Abstract

Introduction: Multiple studies have demonstrated varying rates of successful endotracheal intubation (ETI) in the prehospital setting. Until the recent advent of video laryngoscopy, little information regarding the intubation process could be analyzed objectively by individuals other than the provider performing the ETI. We evaluated the association of variables recorded during video laryngoscopy and successful ETI attempts, defined as placing the endotracheal tube in the trachea.
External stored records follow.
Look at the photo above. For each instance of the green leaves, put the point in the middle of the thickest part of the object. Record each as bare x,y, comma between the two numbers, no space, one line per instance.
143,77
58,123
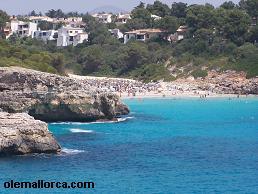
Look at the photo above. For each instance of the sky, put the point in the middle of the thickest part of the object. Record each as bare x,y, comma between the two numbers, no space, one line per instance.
25,6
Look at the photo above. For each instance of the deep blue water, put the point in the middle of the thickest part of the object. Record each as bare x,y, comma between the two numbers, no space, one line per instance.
168,146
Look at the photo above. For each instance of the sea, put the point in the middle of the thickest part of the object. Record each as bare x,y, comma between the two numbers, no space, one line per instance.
164,146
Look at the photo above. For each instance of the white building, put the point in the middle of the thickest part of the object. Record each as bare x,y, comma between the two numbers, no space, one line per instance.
22,29
46,35
103,17
155,17
122,18
71,36
143,35
37,19
116,33
179,35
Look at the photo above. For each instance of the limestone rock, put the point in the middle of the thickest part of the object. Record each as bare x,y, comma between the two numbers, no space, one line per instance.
22,134
54,98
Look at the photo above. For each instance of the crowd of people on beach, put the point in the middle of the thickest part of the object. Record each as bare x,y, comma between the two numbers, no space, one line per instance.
132,88
128,88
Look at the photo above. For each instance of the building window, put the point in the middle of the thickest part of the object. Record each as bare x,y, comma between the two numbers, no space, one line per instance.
140,37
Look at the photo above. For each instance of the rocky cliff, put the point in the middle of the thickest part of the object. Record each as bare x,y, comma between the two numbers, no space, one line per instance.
25,94
22,134
50,98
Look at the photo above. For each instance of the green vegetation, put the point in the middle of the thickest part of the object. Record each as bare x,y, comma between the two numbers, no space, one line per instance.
217,38
22,54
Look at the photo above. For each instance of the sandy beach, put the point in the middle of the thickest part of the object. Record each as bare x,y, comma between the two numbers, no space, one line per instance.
133,89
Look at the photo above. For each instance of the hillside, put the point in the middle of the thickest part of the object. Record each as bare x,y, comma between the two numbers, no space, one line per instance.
221,38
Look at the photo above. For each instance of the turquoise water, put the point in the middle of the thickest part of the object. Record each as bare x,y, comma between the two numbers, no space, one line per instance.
166,146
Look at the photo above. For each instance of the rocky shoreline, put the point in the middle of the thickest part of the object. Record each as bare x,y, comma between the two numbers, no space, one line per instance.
22,134
26,95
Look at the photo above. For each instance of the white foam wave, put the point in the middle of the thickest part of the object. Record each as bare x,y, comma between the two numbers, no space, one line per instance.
71,151
97,122
81,131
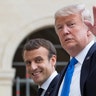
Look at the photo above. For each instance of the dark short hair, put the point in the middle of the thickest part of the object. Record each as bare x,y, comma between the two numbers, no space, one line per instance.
40,42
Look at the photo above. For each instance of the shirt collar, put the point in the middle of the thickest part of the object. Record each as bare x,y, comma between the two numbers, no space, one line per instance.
45,85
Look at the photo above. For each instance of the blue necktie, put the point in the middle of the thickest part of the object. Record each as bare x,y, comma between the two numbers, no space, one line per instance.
68,77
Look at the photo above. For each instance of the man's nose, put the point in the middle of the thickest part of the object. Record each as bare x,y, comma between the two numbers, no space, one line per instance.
66,30
33,65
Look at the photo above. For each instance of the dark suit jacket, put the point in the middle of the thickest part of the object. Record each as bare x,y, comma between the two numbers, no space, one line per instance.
52,86
88,75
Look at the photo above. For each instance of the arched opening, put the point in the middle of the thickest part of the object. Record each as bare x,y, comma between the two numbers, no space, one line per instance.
62,58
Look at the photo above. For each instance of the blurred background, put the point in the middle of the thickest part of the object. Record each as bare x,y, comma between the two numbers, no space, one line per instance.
20,21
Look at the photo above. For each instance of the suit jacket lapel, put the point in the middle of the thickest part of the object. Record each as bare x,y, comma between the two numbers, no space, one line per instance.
85,68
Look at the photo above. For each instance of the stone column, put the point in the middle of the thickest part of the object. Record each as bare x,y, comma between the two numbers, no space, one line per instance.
6,82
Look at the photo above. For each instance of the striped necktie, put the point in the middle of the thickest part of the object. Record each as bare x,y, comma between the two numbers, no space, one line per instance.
68,76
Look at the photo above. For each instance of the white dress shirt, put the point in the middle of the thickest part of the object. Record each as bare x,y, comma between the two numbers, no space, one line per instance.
75,83
46,84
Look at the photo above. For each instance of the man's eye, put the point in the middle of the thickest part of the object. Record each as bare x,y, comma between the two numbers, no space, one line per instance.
59,27
71,24
28,63
38,60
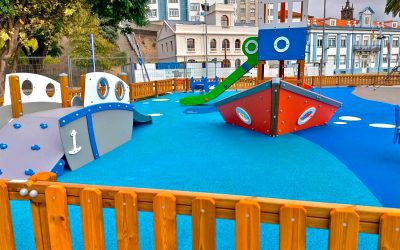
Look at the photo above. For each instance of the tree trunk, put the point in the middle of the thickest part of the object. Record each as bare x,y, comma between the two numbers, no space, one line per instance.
9,50
2,75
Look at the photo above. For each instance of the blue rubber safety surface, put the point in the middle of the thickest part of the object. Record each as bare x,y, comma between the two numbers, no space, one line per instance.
350,163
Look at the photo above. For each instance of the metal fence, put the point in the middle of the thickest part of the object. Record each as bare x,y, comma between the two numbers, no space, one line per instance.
150,69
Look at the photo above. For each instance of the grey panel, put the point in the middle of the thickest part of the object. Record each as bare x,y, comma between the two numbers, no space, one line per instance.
5,115
139,118
19,156
85,155
112,128
56,113
32,107
310,94
245,93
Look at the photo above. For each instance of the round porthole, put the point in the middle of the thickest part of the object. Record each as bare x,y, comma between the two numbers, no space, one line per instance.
50,89
103,88
243,115
119,91
27,87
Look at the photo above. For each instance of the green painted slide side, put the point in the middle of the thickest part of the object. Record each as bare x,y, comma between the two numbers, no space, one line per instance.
250,49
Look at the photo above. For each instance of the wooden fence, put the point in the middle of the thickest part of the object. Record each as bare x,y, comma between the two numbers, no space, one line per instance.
349,80
155,88
52,230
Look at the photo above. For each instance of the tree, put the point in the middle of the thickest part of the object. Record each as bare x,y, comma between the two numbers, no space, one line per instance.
23,20
393,6
80,25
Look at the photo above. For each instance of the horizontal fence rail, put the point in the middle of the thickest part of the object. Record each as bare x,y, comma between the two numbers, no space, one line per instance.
51,222
149,89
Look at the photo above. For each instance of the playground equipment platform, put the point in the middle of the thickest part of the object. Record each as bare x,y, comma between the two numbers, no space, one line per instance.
49,138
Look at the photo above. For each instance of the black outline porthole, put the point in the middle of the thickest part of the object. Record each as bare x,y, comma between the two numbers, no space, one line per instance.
119,84
27,87
101,83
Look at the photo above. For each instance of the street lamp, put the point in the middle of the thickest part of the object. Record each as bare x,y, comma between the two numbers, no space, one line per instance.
380,38
205,7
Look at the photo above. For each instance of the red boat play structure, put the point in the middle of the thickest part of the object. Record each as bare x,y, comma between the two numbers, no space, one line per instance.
277,107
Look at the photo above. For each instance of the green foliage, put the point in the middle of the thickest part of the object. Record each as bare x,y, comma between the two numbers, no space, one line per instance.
393,6
80,25
118,11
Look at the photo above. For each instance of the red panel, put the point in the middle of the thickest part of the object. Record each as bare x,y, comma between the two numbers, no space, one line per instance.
257,106
292,106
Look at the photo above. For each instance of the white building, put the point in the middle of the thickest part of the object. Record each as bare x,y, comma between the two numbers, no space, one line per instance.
358,46
182,41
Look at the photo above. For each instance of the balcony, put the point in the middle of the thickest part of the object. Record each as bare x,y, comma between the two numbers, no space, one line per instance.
366,48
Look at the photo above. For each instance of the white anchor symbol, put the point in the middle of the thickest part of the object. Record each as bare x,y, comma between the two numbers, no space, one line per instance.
75,149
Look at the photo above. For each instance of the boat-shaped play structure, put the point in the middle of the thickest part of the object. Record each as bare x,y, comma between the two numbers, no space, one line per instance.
41,131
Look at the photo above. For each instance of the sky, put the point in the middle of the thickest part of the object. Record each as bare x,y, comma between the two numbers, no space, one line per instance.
316,8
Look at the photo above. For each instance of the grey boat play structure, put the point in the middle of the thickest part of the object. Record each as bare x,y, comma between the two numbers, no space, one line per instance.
47,137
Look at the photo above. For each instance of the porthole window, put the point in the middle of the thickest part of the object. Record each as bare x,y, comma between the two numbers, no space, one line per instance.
50,89
27,87
119,90
103,88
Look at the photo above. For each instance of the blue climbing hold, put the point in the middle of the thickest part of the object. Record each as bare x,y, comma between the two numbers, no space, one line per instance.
29,172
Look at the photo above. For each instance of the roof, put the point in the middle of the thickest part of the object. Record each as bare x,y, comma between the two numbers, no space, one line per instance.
349,23
367,8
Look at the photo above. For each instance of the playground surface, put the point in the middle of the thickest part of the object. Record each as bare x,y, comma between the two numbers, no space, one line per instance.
351,160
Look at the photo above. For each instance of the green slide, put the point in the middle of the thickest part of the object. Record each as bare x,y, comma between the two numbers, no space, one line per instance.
250,49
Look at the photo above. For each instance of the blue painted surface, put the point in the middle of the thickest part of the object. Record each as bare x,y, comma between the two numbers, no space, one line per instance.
58,169
202,153
29,172
368,152
89,110
297,48
44,125
35,147
92,137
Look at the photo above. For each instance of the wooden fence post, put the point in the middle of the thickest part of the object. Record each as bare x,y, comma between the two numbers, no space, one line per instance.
57,217
343,229
82,83
292,223
203,224
15,93
248,219
39,214
164,209
389,231
6,230
92,218
127,220
65,97
155,88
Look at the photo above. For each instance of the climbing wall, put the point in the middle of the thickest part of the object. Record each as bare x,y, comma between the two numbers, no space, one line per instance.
30,145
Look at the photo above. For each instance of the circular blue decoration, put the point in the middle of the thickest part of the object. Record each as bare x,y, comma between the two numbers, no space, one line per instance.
17,125
44,125
29,172
243,115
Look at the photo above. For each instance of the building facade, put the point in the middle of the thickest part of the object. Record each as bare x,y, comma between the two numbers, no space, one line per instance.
354,46
185,42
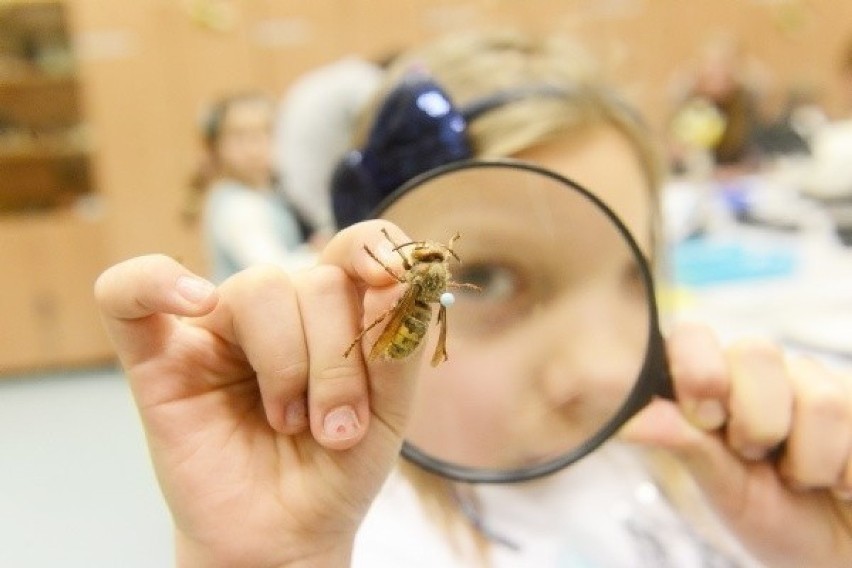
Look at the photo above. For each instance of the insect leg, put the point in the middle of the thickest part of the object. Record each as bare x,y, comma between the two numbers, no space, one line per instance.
458,285
441,349
396,247
365,330
385,266
449,246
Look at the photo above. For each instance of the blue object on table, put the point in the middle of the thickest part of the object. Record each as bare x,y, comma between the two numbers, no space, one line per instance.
708,261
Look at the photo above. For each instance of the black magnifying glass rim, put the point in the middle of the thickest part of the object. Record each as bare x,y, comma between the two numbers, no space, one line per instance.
653,380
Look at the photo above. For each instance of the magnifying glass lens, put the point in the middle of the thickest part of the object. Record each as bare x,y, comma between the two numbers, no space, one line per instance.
547,353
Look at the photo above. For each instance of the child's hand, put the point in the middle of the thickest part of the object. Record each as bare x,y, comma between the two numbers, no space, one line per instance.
268,444
767,439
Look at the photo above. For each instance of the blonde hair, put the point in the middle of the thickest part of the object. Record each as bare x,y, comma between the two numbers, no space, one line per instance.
471,67
477,65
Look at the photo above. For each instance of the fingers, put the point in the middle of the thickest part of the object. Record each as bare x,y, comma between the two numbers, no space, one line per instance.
346,250
136,296
702,386
817,451
338,394
294,330
761,399
259,314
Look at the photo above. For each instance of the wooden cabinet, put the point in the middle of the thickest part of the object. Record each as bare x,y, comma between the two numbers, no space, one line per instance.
50,236
43,146
49,263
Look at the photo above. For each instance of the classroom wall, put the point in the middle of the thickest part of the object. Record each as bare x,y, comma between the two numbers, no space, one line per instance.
147,68
151,65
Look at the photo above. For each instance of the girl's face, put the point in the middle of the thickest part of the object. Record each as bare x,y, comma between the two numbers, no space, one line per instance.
243,150
545,354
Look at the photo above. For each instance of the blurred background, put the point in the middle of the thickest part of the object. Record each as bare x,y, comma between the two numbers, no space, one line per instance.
100,106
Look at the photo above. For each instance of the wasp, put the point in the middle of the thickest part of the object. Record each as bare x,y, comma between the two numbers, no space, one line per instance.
427,276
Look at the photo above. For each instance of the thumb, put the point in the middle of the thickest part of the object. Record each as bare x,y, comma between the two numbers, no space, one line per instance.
721,474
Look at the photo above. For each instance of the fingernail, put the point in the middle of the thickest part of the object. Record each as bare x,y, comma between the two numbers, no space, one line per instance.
709,414
194,289
843,494
753,453
385,252
341,423
296,413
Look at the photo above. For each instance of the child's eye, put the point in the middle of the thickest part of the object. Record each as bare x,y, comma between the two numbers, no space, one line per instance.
498,283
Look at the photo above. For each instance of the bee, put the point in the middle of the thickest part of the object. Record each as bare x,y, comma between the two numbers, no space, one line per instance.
427,274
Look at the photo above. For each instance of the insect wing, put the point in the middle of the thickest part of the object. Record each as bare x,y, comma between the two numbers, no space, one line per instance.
400,311
441,349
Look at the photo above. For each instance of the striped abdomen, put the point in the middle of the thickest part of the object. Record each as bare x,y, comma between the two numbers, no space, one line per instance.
410,332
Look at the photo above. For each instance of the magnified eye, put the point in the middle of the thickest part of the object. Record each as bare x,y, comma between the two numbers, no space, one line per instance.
497,283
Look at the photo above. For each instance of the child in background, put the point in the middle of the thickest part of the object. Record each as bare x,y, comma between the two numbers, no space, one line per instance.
246,219
270,446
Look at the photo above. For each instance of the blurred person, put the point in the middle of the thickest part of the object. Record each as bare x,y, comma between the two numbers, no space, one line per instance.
272,448
247,220
314,128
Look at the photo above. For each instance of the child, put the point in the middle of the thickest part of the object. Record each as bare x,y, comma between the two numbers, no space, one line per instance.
247,220
270,446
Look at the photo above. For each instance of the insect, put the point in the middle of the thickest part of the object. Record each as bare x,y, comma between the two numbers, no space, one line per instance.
427,274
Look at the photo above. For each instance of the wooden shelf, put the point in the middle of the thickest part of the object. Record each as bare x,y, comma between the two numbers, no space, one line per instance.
41,153
37,80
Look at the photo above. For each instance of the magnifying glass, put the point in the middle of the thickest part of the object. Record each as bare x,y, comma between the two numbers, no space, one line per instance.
554,346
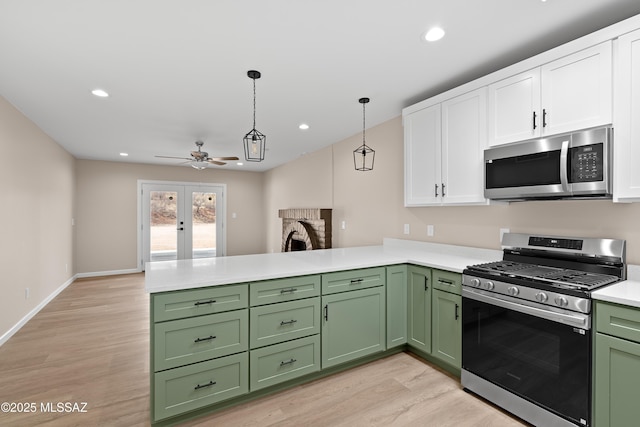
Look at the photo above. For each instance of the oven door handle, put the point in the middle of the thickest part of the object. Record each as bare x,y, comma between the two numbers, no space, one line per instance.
576,320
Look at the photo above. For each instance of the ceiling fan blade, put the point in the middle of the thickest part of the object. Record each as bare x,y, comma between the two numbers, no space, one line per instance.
224,158
171,157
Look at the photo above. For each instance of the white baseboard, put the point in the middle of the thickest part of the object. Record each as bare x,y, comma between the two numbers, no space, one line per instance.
5,337
108,273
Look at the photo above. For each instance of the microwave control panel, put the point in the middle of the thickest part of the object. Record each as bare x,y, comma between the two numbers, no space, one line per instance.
587,163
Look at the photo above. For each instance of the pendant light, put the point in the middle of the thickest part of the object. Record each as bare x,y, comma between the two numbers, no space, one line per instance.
254,141
364,155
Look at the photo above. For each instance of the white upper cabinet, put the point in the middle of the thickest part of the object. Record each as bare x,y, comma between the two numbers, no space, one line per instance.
571,93
626,183
443,152
422,135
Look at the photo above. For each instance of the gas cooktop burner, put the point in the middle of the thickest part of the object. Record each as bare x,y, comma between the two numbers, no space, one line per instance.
557,276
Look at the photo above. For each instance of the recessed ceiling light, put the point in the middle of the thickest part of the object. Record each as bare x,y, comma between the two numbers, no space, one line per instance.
434,34
100,93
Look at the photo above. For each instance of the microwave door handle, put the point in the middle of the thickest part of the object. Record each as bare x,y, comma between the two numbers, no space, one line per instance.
564,155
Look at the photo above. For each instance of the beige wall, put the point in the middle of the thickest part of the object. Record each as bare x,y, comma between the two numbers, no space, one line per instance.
37,180
371,203
107,197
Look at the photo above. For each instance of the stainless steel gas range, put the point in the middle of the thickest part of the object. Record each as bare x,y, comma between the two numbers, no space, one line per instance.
526,340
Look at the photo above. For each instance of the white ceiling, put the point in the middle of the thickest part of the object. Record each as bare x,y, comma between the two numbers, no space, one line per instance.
176,70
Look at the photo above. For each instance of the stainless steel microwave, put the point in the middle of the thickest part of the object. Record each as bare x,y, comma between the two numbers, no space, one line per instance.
577,164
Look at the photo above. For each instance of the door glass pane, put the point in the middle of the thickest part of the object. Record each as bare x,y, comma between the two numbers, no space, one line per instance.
203,211
163,225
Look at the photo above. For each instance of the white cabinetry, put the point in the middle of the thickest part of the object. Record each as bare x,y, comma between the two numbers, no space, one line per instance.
443,151
571,93
626,121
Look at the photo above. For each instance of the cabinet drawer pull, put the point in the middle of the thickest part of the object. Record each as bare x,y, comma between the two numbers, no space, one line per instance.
211,301
209,338
198,387
287,362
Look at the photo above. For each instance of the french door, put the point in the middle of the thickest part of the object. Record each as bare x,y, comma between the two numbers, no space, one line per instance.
181,221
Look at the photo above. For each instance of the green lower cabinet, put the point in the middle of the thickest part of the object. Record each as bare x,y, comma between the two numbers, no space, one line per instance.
282,362
396,305
353,325
446,336
617,376
419,307
191,387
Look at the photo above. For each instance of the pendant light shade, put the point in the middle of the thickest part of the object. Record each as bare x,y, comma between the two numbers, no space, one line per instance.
364,155
254,141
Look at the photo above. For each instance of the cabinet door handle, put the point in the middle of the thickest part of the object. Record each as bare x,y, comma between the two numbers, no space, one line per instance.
209,338
198,387
288,362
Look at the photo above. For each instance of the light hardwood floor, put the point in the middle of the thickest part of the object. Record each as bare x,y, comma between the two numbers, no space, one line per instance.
91,345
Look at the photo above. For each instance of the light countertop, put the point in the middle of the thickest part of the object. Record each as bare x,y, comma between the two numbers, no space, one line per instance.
626,292
187,274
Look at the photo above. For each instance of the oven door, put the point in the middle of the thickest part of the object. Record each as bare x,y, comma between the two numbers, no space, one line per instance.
545,362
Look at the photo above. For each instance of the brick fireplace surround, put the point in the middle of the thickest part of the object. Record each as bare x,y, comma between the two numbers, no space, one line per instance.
305,229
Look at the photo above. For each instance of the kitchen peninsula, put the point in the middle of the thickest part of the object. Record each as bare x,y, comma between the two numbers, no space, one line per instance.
226,330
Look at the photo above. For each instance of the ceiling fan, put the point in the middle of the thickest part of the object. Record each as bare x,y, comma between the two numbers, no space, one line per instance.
199,159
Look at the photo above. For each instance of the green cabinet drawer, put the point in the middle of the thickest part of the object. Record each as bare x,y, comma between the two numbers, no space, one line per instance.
447,281
281,290
343,281
198,302
184,389
282,362
185,341
271,324
619,321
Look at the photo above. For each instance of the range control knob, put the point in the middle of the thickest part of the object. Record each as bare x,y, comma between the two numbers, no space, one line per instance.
542,297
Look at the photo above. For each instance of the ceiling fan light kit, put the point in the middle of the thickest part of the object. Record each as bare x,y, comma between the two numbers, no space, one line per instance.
363,156
254,141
Methods: We retrospectively reviewed intubations performed by a single helicopter emergency medical service using a video larygoscope over an 8-month time period. Time intervals (e.g. attempt time) and intubation process variables (e.g. Cormack-Lehane view) were abstracted from all videos. We describe variables using means and standard deviations (continuous), medians with interquartile ranges (ordinal) and percentages (categorical). We examined the univariate associations between these variables and ETI success using logistic regression. Results: Results: We recorded 116 intubations during the study period. Twenty-nine recordings were either incomplete (n=26) or of insufficient quality for analysis (n=3). The remaining 87 videos represented 87 different patients with a total of 102 attempts at laryngoscopy. The first-pass success rate in this series was 76% (n=66) with 98% success within three attempts. Successful ETI attempts had lower entry to percentage of glottic opening (POGO) times (16.6 sec vs. 32.1 sec, p=0.013), entry to tube times (17.6 sec vs. 27.4 sec, p=0.04), higher POGO scores (76 vs. 39, p<0.001) and lower Cormack-Lahane views (1 vs. 3, p<0.001). Recognized esophageal intubation was more likely to occur during unsuccessful ETI attempts (43% vs. 8%, p<0.001). Conclusion: Video laryngoscopy provides a variety of time interval and intubation process variables regarding ETI that can be abstracted. Successful ETI attempts have significantly shorter entry to POGO times, entry to tube times, obtain better views of the glottic opening (POGO and C-L views) and a lower incidence of recognized esophageal intubation.